Miyazaki Hayao has said that the creation of Chihiro was inspired by the daughters of his close friends. "Some of the girls I've known since their birth are children of my friends. When they are 10 or 12 years old, I think it is time to keep a proper distance from them, so I start thinking about what kind of life these girls would have. Spirited Away is a tailored gift specifically for them.”
Therefore, Chihiro turns out to be a uniquely different character.
Although adept at portraying girls, Miyazaki Hayao has made a majority of the female characters ideal incarnations of beauty, courage, innocence and kindness. Yet, Chihiro isn't perfect. Plain-looking and weak, she is even a little annoying when she first appears. However, during her adventure in the bizarre world, the girl grows to be brave, determined and merry.

Far from an adventure story about fighting against superpowers, or a simple struggle between good and evil, it is a story about learning how to survive in this world of good and evil.
In addition to Chihiro, the supporting cast in the film is also impressive, including the cold White Dragon, the mysterious No Face, the unkind Yubaba and the wayward Boh among others.

The film featuring no absolute good characters or bad ones, everyone is just an ordinary person with the vicissitudes of the past.
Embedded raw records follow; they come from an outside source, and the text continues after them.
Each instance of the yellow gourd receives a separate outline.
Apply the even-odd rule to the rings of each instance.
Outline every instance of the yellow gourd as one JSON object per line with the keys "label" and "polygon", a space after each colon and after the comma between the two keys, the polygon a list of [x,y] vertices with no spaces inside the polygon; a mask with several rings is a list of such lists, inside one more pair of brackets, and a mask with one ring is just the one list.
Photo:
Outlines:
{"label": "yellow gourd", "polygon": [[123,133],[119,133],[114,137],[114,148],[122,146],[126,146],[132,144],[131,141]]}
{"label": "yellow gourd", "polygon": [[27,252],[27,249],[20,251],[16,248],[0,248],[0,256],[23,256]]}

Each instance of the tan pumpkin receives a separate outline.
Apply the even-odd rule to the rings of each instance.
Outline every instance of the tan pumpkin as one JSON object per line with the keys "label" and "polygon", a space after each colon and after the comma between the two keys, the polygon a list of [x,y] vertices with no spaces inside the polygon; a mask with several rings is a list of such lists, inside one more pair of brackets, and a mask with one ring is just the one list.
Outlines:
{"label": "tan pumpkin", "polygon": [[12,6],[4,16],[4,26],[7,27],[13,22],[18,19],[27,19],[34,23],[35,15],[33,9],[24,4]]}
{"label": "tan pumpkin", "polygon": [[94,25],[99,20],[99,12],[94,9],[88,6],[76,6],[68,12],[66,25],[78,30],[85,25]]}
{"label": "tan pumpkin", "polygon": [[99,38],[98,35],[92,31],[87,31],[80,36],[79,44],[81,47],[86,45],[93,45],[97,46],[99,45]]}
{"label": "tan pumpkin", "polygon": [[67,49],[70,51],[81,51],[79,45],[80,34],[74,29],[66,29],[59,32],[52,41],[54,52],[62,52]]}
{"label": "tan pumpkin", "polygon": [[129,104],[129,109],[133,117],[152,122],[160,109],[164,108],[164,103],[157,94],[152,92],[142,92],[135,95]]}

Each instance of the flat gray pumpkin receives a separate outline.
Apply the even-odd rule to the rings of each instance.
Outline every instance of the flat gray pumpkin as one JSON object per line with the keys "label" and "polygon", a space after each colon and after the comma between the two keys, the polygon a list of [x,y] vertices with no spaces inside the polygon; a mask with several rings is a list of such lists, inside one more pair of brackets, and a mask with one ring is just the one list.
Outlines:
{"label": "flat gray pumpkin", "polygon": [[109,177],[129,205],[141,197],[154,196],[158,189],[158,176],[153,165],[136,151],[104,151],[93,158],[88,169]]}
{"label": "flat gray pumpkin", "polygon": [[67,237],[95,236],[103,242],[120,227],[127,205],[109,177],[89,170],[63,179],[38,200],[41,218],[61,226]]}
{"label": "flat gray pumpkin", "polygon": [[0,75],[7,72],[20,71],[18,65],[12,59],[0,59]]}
Staying true to her original self, Chihiro becomes extraordinary as she unleashes her latent vitality. Thus, the brilliance of human nature is fully demonstrated in the film.
- Evil of Desire -
"Don't say you want to go home and hate work. Say you're willing to wait for a job opening no matter how hard it is." In the supernatural world of Spirited Away, "job" is treated with earnestness and sincerity.
In this world, people who don't work will be turned into animals by Yubaba. For example, Chihiro's parents are turned into pigs because of their desire for food, drooling, groaning and falling on the ground to be whipped. Working under Kamajii in the boiler room, a bunch of dust bunnies would lose their magic power if they are idle.

Unceasingly coaxing and pestering Yubaba, Chihiro is offered a job in the Bathhouse, and her first challenge is to give a bath for the stinky River Spirit. Yet, Chihiro does not give in, and she rises to the challenge more doggedly than anyone else, thus receiving recognition and happiness for the first time.
It is Miyazaki Hayao's inspirational message to girls through this film: work hard, you will get rewarded; as long as you work hard, you will gain something.
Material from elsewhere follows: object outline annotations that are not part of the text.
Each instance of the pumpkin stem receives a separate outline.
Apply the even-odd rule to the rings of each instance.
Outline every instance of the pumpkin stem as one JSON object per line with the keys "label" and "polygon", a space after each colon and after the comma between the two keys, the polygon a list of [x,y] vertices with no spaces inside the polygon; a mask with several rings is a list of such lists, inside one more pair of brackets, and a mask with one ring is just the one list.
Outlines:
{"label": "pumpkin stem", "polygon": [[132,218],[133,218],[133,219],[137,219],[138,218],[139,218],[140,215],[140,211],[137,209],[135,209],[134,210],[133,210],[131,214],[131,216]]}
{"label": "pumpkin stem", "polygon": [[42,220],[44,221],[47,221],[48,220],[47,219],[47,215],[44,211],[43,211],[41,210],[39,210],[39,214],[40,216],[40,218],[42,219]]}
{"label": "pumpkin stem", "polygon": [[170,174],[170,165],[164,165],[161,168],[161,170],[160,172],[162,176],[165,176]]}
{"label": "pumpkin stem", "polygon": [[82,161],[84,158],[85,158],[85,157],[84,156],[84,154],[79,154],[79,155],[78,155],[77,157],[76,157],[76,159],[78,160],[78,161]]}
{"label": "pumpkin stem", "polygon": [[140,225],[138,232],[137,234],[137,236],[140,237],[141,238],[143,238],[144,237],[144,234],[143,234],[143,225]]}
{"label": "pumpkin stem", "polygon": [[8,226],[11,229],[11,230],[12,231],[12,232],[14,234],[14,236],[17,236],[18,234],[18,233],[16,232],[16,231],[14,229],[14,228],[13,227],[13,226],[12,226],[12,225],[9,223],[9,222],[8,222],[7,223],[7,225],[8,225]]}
The opposite of hard work is endless desire. Spirited Away contains many hints of the bubble era.
At first, as the family stumbles into the deserted town, Chihiro's father guesses, "This must be the site of a theme park that went bankrupt after the bubble economy burst in the 1990s when there was a great bustle of masons and carpenters." Then, Chihiro's parents are immersed in the feast until they become pigs. Chihiro's parents represent the generation in the bubble era.

It was an era of excess wealth, as a nation was steeped in easy money and colorful bubbles, while people exuded morbid confidence. What happened then? People's material desire is endless, while the bubble bursts in a fleeting moment. The bubble burst set off an economic recession in Japan, and the Japanese call the period from 1990 to the present the "lost 20 years".
Chihiro was born to the generation after the bubble burst.
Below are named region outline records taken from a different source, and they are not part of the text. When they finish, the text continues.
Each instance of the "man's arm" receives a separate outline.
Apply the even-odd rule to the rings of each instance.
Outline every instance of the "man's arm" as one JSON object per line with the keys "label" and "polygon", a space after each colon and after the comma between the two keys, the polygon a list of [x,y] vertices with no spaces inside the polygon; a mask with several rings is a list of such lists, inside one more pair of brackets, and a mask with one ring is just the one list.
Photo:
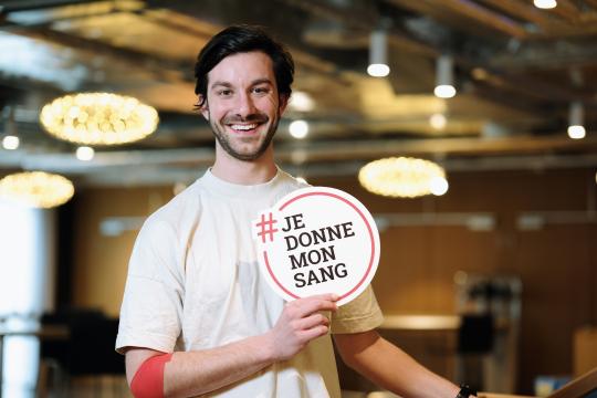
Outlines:
{"label": "man's arm", "polygon": [[346,365],[407,398],[454,398],[459,387],[428,370],[376,331],[334,335]]}
{"label": "man's arm", "polygon": [[[164,396],[202,395],[292,358],[308,342],[327,333],[329,321],[318,312],[335,311],[336,300],[329,294],[296,300],[284,307],[275,326],[263,335],[211,349],[175,353],[164,369]],[[128,384],[145,360],[160,354],[147,348],[128,349]]]}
In Japan, the millennials are often referred to as Generation Y. Faced with a sluggish labor market and deficiency in the sense of hard work, the hopeless young generation needs to rebuild a special awareness. Born in 1941, Miyazaki Hayao has witnessed the ruins, recovery, take-off, prosperity and stagnation of the Japanese economy, and perhaps it pains him more than anyone else to see the new generation living in the current era.
“As long as you work hard, you will be rewarded.” An inspiring fable for the Generation of Chihiro, Spirited Away is full of encouragements and wishes from elders.